What it does
GapCloser reduces the size of any gaps present in scaffolds generated by SOAPdenovo2 or another assembler by using the abundant pair relationships of short reads.
System Requirement
GapCloser works on large plant and animal genomes, but it also works well on bacterial and fungal genomes. Its use of memory is associated with the number of reads, the number of unique kmers in the reads, the number of gaps and the scaffold sizes. The processing time of GapCloser also depends on the number of gaps, their sizes and the number of reads. With respect to the assembly of the YH genome which was 3 GB in size, peak memory usage by GapCloser was determined to be about 200 GB and GapCloser required about 1 day to process the YH dataset.
Outputs
Two outputs are produced by GapCloser:
2. A fill file providing information about the gaps in the scaffolds. The first column is the starting position of a gap in the output sequence. The second column denotes the end position. The third and fourth columns are the length of sequences extending separately from the left and right boundaries of a gap. The status of the gaps can be seen from the fifth column of the file. If a gap was closed through the overlapping of Kmers, the flag is set to 1, otherwise it is set to 0. The sixth column shows the length of the gap sequence with relative high accuracy. The seventh column provides the original gap size. The eighth column is the final gap size. If the gap was closed then the value of the fifth column is 1 which is the value of the length of gap sequence. Otherwise, the value is equal to the value of the seventh column or is 1 bp longer than it was when the value of the seventh column is 1.
FAQ
What pair ends will be used for gap filling?

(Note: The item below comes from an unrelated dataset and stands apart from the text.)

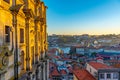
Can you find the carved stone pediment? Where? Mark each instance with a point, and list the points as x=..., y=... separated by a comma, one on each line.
x=15, y=8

GapCloser mainly uses read pairs of short and medium insert sizes, although the long insert paired end reads over 2K bps in length may also help. It is recommended that the reads be corrected before gap filling to reduce memory usage and improve the accuracy of gap sequences produced at this stage.
What is the sequence quality produced during gap filling?
The sequence quality is statistically lower than that of the sequences on both sides of the gaps.